Clausewitz was evidently the first to dissect the friction. Kassimeris and Buckley (2013) stated that Clausewitz saw the friction and psychological factors and as the principal influences separating a practice from a theory, and he believed that the correct knowledge could help commanders to improve their judgment and in effect close that gap. Clausewitz’s works are focused on the strength, rather than reducing war’s probabilities to a series of algorithms, as in the game or decision theory. Clausewitz was the first military theorist to attempt a scientific dissection of military genius (Kassimeris & Buckley, 2013). Kassimeris and Buckley (2013) emphasize that Clausewitz does not apply the dialectical modes of the argumentation that oscillates between concepts of the absolute and real war in order to confuse the reader. The basis of the strength of his works is that Clausewitz gains important insights in explaining why a war in reality is different from its logical construction (Kassimeris & Buckley, 2013). 

The Greatest Military Writing of All Time

On War fulfills its designation as the “greatest military writing of all time.” This is because Clausewitz’s overall concern was to replace the artificial systems of his day with the one that was grounded in the reality of war that is fighting or combat, including the threat of a combat (Kassimeris & Buckley, 2013). By confronting philosophical logical deliberations with the historical-empirical experience, Clausewitz gains outstanding insights into the nature of war and strategy. Through the proposition of war as an act of force that aims for peace, On War fulfils its designation as the “greatest military writing of all time.” Essentially, a war is the use of force in order to achieve goals the opponent intends to prevent. As a result, Clausewitz uses the analogy of a duel to illustrate this forceful relationship.    

Clausewitz defines war as a chameleon that lives in an environment best characterized as a paradoxical trinity. On War fulfills its designation as the greatest military writing of all time because of its fundamental insight that war is a social intercourse, which involves people, the commander and his military force, as well as the government.
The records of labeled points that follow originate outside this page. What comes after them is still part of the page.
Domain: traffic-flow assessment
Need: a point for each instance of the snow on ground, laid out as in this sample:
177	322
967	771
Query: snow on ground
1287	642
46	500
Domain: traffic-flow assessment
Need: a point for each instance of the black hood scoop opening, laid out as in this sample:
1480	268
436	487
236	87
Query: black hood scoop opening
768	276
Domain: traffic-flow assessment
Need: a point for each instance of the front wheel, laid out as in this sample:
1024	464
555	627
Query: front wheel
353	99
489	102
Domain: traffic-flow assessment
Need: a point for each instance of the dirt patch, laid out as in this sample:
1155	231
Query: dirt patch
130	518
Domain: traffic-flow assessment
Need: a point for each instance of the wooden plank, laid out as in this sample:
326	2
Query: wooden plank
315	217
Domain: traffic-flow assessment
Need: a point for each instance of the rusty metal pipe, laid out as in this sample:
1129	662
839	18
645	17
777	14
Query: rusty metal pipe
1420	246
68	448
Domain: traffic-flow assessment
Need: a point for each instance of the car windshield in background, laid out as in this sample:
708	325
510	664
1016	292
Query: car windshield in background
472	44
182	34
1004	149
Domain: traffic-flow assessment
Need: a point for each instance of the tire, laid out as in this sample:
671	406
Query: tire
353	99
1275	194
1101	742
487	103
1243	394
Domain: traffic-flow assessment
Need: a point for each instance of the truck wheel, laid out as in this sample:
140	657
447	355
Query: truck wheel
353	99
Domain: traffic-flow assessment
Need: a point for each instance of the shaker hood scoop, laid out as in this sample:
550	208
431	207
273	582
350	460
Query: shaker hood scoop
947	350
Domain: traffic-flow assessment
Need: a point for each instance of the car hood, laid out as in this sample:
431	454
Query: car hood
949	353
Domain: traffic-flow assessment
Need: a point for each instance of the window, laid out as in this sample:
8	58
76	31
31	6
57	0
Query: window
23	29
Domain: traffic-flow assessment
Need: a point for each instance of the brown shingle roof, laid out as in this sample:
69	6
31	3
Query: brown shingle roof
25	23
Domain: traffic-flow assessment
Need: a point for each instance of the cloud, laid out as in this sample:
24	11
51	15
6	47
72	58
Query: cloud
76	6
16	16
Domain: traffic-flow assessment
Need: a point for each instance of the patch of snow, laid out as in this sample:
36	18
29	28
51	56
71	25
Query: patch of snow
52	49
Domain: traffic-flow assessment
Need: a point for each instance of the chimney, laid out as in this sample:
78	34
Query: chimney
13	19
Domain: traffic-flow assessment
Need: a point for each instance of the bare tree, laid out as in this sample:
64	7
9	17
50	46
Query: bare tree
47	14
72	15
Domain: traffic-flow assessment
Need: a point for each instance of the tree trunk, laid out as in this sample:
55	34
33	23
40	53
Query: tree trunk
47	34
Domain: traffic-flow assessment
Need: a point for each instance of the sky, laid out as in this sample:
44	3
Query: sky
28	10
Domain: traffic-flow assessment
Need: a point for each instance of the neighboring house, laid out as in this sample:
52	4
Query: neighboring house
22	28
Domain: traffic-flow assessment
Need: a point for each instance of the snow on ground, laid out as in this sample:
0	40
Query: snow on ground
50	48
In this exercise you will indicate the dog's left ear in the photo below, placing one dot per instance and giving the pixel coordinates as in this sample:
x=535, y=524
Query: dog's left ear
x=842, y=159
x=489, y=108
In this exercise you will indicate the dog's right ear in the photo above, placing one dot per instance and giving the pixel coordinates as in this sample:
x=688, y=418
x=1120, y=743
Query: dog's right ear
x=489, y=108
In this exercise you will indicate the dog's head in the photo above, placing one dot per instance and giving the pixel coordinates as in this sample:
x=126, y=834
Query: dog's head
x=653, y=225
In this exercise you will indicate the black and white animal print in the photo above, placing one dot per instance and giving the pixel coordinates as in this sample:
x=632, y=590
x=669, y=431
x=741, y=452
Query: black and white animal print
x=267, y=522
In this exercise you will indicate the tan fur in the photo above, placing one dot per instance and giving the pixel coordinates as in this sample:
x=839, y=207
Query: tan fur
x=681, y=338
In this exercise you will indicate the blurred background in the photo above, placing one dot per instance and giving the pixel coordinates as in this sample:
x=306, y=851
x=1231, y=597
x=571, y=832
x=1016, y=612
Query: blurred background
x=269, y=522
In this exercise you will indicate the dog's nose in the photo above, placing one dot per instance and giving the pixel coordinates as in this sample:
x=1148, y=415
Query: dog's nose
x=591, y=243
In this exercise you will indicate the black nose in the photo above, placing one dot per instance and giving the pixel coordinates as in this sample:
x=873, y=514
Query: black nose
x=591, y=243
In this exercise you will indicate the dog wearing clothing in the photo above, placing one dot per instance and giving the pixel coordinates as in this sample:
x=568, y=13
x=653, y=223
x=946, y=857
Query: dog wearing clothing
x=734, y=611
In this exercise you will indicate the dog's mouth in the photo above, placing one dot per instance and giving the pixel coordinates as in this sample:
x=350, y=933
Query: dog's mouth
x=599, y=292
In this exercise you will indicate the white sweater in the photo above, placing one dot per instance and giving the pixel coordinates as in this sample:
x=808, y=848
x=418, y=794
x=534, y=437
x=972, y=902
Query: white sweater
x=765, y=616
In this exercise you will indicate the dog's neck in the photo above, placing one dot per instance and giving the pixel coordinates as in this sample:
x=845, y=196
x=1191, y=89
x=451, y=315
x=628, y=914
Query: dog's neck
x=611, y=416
Clausewitz recognized the permanent dependence of war on policies and politics. Clausewitz as a witness of Napoleon’s warfare saw a real war heading towards the theoretical-logical absolute form. As he learned from the history, wars often occurred in rather limited forms, depending on the power relations in the international system and the predominant policies and politics of the war fighting states. As a result, it can be established that On War fulfills its designation as the “greatest military writing of all time.”

Conclusion

In conclusion, Clausewitz’s diversity of military assignments and richness of expertise in policies, politics, strategy and tactics contributed towards the emergence of an ideal military writing. Clausewitz has endowed readers with an unsurpassed theory, which they would abandon only to their loss. Clausewitz is a strategic mind, who gathered experience in all dimensions of the modern strategy. Reflecting upon the theory of war in general and strategy in particular, Clausewitz recognizes the necessity of scientific methods that are specifically tailored to match the nature of war. In this context, Clausewitz’s way of thinking is actually the only one that can provide a reasonable advice and enables an individual to come to sensible answers on the strategic question by himself or herself.